Jay: Greetings, friends! We here at the Fraudsters Almanac thought we would try doing a weekly wrap-up of the things that are currently drawing our attention, excitement, ire, or otherwise. We three all consume more than we can possibly review, and sometimes we revisit things we love but have already written about at length on the site, so here’s a space to quickly go over what’s piquing our interests.
So, illustrious colleagues, what’s on your respective plates right now?
Mark: I’m not currently hot on any new (or old) albums, but I have been listening to a lot of podcasts recently! A few weeks ago, This American Life presented an episode from a podcast called Love + Radio. Since then, I’ve been pouring through their archives. The stories are remarkable, more focused on allowing the subject to tell their own story than on heavily narrated explanations or pontification. One of the greatest hooks of the show is in that it seems to typically involve a bit of a turn or a twist that can take what may be an interesting tale into areas of challenging moral ambiguity.

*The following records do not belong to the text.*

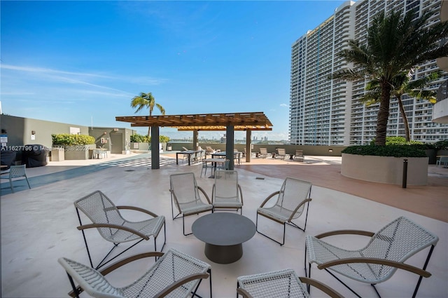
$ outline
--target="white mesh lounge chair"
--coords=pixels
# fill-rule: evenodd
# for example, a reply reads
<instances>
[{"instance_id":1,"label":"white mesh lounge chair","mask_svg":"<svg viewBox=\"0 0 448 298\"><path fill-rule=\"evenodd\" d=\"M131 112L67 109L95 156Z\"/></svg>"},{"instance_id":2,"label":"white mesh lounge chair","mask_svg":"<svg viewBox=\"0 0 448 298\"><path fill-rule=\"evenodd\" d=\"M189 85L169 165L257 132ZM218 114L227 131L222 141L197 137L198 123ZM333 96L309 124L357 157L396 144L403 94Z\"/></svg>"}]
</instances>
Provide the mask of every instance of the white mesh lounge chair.
<instances>
[{"instance_id":1,"label":"white mesh lounge chair","mask_svg":"<svg viewBox=\"0 0 448 298\"><path fill-rule=\"evenodd\" d=\"M357 250L345 250L321 240L323 237L341 234L363 235L371 237L371 239L365 248ZM437 236L406 217L401 217L377 233L341 230L316 236L307 236L305 267L307 257L309 277L311 275L312 263L315 263L318 269L327 271L359 297L359 294L331 271L355 280L370 283L380 297L374 285L389 279L398 269L407 270L420 276L412 295L414 297L422 278L430 276L429 272L426 271L426 266L438 241ZM405 264L405 261L411 256L428 246L430 246L430 249L423 269Z\"/></svg>"},{"instance_id":2,"label":"white mesh lounge chair","mask_svg":"<svg viewBox=\"0 0 448 298\"><path fill-rule=\"evenodd\" d=\"M31 189L29 181L28 181L28 177L27 177L26 165L11 165L9 169L2 172L1 175L5 176L2 177L1 179L9 180L9 187L11 188L11 191L13 193L14 193L14 185L13 182L17 181L18 180L24 179L27 181L28 187Z\"/></svg>"},{"instance_id":3,"label":"white mesh lounge chair","mask_svg":"<svg viewBox=\"0 0 448 298\"><path fill-rule=\"evenodd\" d=\"M312 183L307 181L290 177L285 179L281 189L271 194L257 210L257 232L283 245L285 243L286 224L304 231L307 229L309 202L312 201L311 187ZM265 205L276 196L275 204L272 207L265 207ZM305 223L302 229L293 222L293 220L298 219L305 211L305 204L307 205ZM258 215L283 224L283 242L277 241L258 231Z\"/></svg>"},{"instance_id":4,"label":"white mesh lounge chair","mask_svg":"<svg viewBox=\"0 0 448 298\"><path fill-rule=\"evenodd\" d=\"M204 189L197 186L193 172L171 175L169 176L169 186L173 220L181 215L183 235L190 235L192 233L185 233L185 217L207 211L213 212L213 205L211 205L210 198ZM200 191L205 197L206 203L202 201ZM174 216L174 204L178 211L176 216Z\"/></svg>"},{"instance_id":5,"label":"white mesh lounge chair","mask_svg":"<svg viewBox=\"0 0 448 298\"><path fill-rule=\"evenodd\" d=\"M92 262L89 246L84 231L84 230L88 229L97 229L99 234L104 239L113 243L113 247L98 265L94 267L95 269L101 268L144 240L149 240L151 236L154 237L154 250L157 250L157 237L162 227L165 227L165 217L164 216L158 216L150 211L138 207L115 206L115 204L100 191L94 191L80 198L75 201L74 204L80 224L80 226L78 226L78 229L83 232L85 248L92 267L94 267L93 262ZM122 217L120 213L120 209L142 212L150 216L151 218L141 222L130 222ZM82 211L90 219L92 224L83 224L79 210ZM164 240L160 250L163 250L163 247L167 241L166 227L164 229ZM112 251L117 248L120 243L130 241L136 241L136 243L106 261Z\"/></svg>"},{"instance_id":6,"label":"white mesh lounge chair","mask_svg":"<svg viewBox=\"0 0 448 298\"><path fill-rule=\"evenodd\" d=\"M241 210L243 214L243 192L238 183L238 172L219 170L215 172L215 183L211 190L214 210Z\"/></svg>"},{"instance_id":7,"label":"white mesh lounge chair","mask_svg":"<svg viewBox=\"0 0 448 298\"><path fill-rule=\"evenodd\" d=\"M293 269L240 276L237 278L237 298L309 297L307 284L333 298L342 298L338 292L324 284L308 278L298 277Z\"/></svg>"},{"instance_id":8,"label":"white mesh lounge chair","mask_svg":"<svg viewBox=\"0 0 448 298\"><path fill-rule=\"evenodd\" d=\"M304 160L304 156L303 155L303 150L295 150L295 154L294 155L293 160L298 161L303 161Z\"/></svg>"},{"instance_id":9,"label":"white mesh lounge chair","mask_svg":"<svg viewBox=\"0 0 448 298\"><path fill-rule=\"evenodd\" d=\"M129 285L114 287L104 277L123 265L148 257L158 257L158 259ZM83 291L94 297L188 297L195 295L202 278L208 278L211 274L207 263L174 249L165 253L154 252L130 257L101 272L64 257L58 262L66 270L73 287L73 292L69 294L76 297ZM76 286L75 282L79 285Z\"/></svg>"},{"instance_id":10,"label":"white mesh lounge chair","mask_svg":"<svg viewBox=\"0 0 448 298\"><path fill-rule=\"evenodd\" d=\"M213 165L213 163L202 160L202 168L201 168L201 175L200 177L202 177L202 172L204 172L204 175L207 175L207 169L210 169L213 174L214 168L214 165Z\"/></svg>"},{"instance_id":11,"label":"white mesh lounge chair","mask_svg":"<svg viewBox=\"0 0 448 298\"><path fill-rule=\"evenodd\" d=\"M280 158L285 159L286 157L286 149L284 148L277 148L277 154L275 155L275 158Z\"/></svg>"},{"instance_id":12,"label":"white mesh lounge chair","mask_svg":"<svg viewBox=\"0 0 448 298\"><path fill-rule=\"evenodd\" d=\"M267 157L267 148L260 148L260 154L258 157L266 158Z\"/></svg>"}]
</instances>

It is great. Check out this episode about a man working to inoculate himself against the venom of the world’s deadliest snakes!
While I’m certainly strapped in and ready to enjoy the new episodes of Game of Thrones (as I’m sure most of you are), I’m also trying to wrap my head around whether or not Netflix’s GLOW is a terrible show or a terribly fun show. It seems moronic and gratuitous, but I keep giving it a chance once a week or so and it may be winning me over. It is surely better than the other shows that I’m watching, The Mist and The Strain (which are both terrible shlock-fests), so I may as well just keep it on the docket.

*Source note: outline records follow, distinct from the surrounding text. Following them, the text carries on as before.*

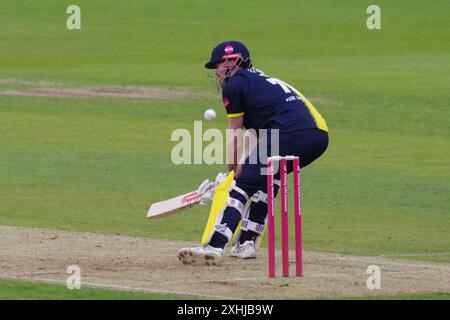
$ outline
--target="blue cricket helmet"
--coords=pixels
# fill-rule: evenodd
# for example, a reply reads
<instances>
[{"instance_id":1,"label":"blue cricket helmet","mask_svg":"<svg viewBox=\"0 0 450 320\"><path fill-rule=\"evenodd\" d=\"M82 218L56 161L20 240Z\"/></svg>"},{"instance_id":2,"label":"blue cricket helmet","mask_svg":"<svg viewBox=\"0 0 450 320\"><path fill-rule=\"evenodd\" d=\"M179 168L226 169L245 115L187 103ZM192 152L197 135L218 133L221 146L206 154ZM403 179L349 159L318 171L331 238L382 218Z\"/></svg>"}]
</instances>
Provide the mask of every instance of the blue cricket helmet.
<instances>
[{"instance_id":1,"label":"blue cricket helmet","mask_svg":"<svg viewBox=\"0 0 450 320\"><path fill-rule=\"evenodd\" d=\"M247 47L239 41L225 41L219 43L211 52L211 59L205 64L207 69L215 69L216 65L226 59L242 59L247 65L251 65L250 52Z\"/></svg>"}]
</instances>

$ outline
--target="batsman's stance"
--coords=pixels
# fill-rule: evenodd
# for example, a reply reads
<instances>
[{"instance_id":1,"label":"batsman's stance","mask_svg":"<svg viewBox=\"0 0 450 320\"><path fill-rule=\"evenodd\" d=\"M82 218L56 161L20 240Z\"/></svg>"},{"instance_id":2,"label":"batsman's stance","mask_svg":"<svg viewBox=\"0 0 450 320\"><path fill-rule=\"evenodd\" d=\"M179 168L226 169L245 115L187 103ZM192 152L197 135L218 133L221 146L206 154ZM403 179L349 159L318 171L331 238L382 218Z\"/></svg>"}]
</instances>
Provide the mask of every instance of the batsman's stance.
<instances>
[{"instance_id":1,"label":"batsman's stance","mask_svg":"<svg viewBox=\"0 0 450 320\"><path fill-rule=\"evenodd\" d=\"M222 259L223 249L233 236L231 256L256 257L267 221L267 177L261 174L267 155L299 156L301 167L305 167L327 149L328 127L311 102L294 87L253 68L250 53L241 42L217 45L205 67L215 69L229 129L253 129L258 135L258 146L252 151L258 153L256 162L249 160L254 159L253 153L245 161L238 161L235 155L240 142L233 139L227 145L227 154L233 155L233 161L228 159L229 174L219 174L216 181L206 180L199 187L203 201L212 201L210 216L201 245L181 249L178 258L184 264L214 265ZM258 134L260 129L267 130L266 137ZM278 148L271 138L275 133ZM258 147L267 150L257 151ZM287 170L292 171L292 164ZM277 171L275 196L279 189Z\"/></svg>"}]
</instances>

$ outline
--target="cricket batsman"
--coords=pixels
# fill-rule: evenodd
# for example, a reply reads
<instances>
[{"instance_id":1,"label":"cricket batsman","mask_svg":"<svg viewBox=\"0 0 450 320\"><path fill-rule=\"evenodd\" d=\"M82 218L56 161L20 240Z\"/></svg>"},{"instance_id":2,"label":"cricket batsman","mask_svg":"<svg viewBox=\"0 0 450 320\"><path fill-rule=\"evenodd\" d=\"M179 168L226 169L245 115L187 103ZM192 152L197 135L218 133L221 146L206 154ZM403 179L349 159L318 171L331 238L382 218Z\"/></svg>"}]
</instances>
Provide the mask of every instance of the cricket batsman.
<instances>
[{"instance_id":1,"label":"cricket batsman","mask_svg":"<svg viewBox=\"0 0 450 320\"><path fill-rule=\"evenodd\" d=\"M242 141L228 142L227 155L231 155L231 159L227 159L228 174L219 174L216 181L206 180L198 189L204 203L212 201L202 243L178 252L178 259L184 264L216 265L231 239L232 257L256 257L267 222L267 177L262 174L267 157L299 156L301 167L305 167L327 149L328 127L311 102L294 87L255 69L249 50L241 42L226 41L217 45L205 67L214 69L222 89L229 131L252 129L257 134L257 146L244 155L244 161L236 159ZM272 139L274 135L277 148ZM260 152L258 147L267 150ZM257 161L250 161L255 159L253 152L258 152ZM280 187L277 171L274 196ZM292 163L288 164L287 172L292 172ZM220 191L219 186L224 183L227 183L226 188ZM224 196L218 195L219 191Z\"/></svg>"}]
</instances>

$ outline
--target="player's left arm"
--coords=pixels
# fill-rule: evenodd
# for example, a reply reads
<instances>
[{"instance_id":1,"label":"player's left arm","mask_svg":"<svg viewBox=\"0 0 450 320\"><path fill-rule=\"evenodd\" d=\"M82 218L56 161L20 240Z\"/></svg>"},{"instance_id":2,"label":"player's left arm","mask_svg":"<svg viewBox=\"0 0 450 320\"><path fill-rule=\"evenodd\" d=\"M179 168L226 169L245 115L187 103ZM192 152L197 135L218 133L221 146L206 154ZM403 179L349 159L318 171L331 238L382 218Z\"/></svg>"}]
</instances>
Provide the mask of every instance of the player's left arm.
<instances>
[{"instance_id":1,"label":"player's left arm","mask_svg":"<svg viewBox=\"0 0 450 320\"><path fill-rule=\"evenodd\" d=\"M228 118L228 143L227 143L227 166L228 171L235 172L235 177L238 177L241 170L243 135L244 135L244 117Z\"/></svg>"}]
</instances>

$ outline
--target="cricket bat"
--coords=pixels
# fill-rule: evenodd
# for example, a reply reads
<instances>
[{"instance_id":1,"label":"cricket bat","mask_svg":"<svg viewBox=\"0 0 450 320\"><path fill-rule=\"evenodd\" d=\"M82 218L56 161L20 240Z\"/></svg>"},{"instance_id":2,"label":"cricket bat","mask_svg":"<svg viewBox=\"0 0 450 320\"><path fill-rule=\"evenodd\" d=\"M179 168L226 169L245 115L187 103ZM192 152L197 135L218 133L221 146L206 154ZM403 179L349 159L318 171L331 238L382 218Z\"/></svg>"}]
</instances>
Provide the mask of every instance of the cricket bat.
<instances>
[{"instance_id":1,"label":"cricket bat","mask_svg":"<svg viewBox=\"0 0 450 320\"><path fill-rule=\"evenodd\" d=\"M192 191L172 199L154 203L148 210L147 218L153 219L170 216L199 205L201 199L201 194Z\"/></svg>"}]
</instances>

I’ll also be eating foods and drinking beers! I’m looking for a good new book to read. If you’ve got any recommendations, please let me know.

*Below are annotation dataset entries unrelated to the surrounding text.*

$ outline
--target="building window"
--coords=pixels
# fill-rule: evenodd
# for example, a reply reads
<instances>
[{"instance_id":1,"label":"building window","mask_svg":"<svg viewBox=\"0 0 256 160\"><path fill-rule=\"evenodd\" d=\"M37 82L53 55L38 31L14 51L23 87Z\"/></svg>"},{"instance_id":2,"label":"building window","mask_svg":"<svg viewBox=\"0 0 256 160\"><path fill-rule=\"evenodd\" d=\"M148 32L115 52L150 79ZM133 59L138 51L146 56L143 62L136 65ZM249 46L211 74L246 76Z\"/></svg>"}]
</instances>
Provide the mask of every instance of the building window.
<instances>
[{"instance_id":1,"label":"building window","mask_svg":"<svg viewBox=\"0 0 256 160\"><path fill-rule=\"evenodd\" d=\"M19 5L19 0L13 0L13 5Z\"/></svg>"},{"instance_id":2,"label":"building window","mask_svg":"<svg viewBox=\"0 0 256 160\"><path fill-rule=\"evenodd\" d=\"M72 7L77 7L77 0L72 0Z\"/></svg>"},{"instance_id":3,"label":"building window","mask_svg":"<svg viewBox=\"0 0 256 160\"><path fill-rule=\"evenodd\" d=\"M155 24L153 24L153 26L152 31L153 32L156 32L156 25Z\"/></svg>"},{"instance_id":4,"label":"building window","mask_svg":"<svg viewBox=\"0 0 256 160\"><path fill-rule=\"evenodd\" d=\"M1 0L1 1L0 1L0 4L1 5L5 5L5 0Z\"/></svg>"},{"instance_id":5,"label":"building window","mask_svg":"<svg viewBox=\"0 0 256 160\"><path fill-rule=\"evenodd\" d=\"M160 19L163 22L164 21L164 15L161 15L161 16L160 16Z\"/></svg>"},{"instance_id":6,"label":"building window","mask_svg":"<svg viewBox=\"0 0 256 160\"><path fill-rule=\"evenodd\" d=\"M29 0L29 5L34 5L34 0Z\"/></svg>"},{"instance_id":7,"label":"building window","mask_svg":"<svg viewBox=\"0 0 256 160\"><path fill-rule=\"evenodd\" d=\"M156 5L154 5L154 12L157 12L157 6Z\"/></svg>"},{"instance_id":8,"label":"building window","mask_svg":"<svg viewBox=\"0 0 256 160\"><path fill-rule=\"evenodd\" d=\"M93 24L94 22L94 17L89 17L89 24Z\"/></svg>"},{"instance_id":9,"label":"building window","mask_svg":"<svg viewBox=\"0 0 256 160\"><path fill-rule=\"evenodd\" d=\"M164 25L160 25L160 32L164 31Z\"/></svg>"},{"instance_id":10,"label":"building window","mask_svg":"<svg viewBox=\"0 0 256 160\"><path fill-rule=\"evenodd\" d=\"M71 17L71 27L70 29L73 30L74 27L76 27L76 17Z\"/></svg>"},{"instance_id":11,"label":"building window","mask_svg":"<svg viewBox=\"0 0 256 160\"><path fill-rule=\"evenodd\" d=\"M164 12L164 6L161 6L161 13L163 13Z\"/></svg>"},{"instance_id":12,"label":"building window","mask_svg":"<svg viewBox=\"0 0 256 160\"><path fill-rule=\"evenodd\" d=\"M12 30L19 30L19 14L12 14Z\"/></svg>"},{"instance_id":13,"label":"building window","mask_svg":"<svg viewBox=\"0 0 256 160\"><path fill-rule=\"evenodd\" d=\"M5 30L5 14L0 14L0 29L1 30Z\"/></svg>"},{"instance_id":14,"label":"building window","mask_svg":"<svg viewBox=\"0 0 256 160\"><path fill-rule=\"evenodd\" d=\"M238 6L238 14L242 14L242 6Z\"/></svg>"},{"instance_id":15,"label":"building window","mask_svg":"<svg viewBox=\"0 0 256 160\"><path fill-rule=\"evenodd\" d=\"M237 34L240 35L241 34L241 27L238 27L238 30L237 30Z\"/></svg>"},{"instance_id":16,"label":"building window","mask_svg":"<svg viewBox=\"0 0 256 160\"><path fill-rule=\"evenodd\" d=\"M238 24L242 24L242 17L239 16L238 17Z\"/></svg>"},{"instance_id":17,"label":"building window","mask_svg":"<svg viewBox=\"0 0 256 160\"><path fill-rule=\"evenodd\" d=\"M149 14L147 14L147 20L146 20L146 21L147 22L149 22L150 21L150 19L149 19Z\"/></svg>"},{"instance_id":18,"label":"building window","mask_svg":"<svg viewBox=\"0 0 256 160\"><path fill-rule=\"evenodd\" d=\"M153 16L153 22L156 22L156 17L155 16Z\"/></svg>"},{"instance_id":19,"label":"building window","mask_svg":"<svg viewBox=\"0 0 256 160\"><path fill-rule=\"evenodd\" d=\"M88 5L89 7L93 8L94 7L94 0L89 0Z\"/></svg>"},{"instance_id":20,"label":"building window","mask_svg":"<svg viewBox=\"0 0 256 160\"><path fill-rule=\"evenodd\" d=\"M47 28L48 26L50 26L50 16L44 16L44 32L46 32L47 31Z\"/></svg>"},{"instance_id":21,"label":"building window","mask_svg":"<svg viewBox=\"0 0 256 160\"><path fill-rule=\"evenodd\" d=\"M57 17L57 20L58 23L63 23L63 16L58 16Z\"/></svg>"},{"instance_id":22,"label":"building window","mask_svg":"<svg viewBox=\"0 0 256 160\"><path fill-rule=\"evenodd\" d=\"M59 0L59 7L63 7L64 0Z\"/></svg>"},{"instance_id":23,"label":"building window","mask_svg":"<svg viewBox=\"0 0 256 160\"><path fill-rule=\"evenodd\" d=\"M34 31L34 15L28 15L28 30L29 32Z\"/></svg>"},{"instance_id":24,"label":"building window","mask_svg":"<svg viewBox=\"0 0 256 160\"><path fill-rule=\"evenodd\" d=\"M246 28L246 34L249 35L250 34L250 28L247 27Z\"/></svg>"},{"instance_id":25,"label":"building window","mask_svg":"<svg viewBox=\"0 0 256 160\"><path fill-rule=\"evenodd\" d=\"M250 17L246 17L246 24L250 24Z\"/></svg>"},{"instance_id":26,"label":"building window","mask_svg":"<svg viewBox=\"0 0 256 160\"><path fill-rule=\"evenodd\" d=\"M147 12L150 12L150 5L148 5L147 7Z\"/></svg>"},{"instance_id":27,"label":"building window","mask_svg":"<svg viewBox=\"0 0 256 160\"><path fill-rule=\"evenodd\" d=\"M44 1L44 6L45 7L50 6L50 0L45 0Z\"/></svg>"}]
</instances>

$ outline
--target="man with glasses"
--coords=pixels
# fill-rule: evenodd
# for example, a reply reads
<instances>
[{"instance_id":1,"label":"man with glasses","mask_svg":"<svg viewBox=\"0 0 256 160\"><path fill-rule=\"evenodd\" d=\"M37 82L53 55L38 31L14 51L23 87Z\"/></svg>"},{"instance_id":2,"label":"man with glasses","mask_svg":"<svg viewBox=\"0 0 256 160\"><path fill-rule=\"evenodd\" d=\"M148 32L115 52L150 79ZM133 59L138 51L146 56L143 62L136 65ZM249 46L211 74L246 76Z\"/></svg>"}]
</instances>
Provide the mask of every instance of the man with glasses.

Josh: I’m two months late to the party, but this week I finally tore into the second season of Master of None, which is every bit as charming and insightful as the first season of what I’ve called Netflix’s best original show. It’s more creatively broad and risky than season 1, but always in service of its characters. Aziz Ansari’s observations about love, race, and general millennial ambivalence are on the nose, sure. But maybe there’s room for a work that treats these issues with a less cynical hand than Twitter, and a less entitled one than HBO’s Girls. It’s sweet and funny and a little touched with melancholy rather than drowning in it. The first two episodes of season 2 are delightful, lyrical meditations on both the fear of love and the fear of missing out on it. That Ansari can so successfully subvert conventions by making this short, sweet, dorky Indian guy a romantic lead makes Master of None an indispensable cultural marker.
A recent episode of This American Life (“619: The Magic Show”) was about magic, which reminded me how much I fucking loved magic as a kid. One segment of the episode revolved around the famous 1983 trick in which David Copperfield made the Statue of Liberty disappear. I remember watching this segment (re-aired, obviously) on TV, probably in the early 90s and being blown away by it. Watch the Copperfield segment, and see if you can figure out how he did it. Then listen to the segment, “Act 2: The Lady Vanishes,” to hear the great story investigating how it was (probably) done. Just be mindful of spoilers all over Google and in the YouTube comments section.
Jay: Probably foremost on my mind is Okja, a Netflix-only movie written and directed by Bong Joon-ho, about a girl trying to save her genetically modified “superpig” from the slaughterhouse. I liked his goofy movies Snowpiercer and The Host, but my love for Okja is on a whole other level. If I were really to get into it, I’d probably end up writing some tedious 5000-word memoir about eating meat. So instead I’ll say this: Okja is kinetic, funny, well written, sweet, hopeful, often deeply saddening, has an excellent cast, and is absolutely worth watching. I loved it.
On a recommendation from a dear friend, I finally started reading the first book in Elena Ferrante’s lauded Neopolitan Novels, My Brilliant Friend. I doubt I could ever speak intelligently on it, but suffice it to say it’s a psychologically astute coming-of-age story. I’m enjoying it.
There is approximately a 100% probability that I will play more Dark Souls this weekend. I have an illness.
Monday, I’m going to see Lucy Dacus live in Vancouver, which is exciting because I loved her debut No Burden. I also got a sneak peek at Vire’s upcoming EP, No Screens, and am really enjoying it; expect to read more about it here when it’s finally released. And what’s this about a new Nine Inch Nails EP? More work for my illustrious colleague to do later! (Can’t wait to hear it all.)
That’ll wrap up this week’s In Rotation. Stay tuned for next week, when a slightly more hungover Mark inevitably shits on Phil Collins’ musical legacy, Josh shows remarkable patience and nuanced understanding of music in pop culture, and I squander my precious time on video games I’ve played a million times!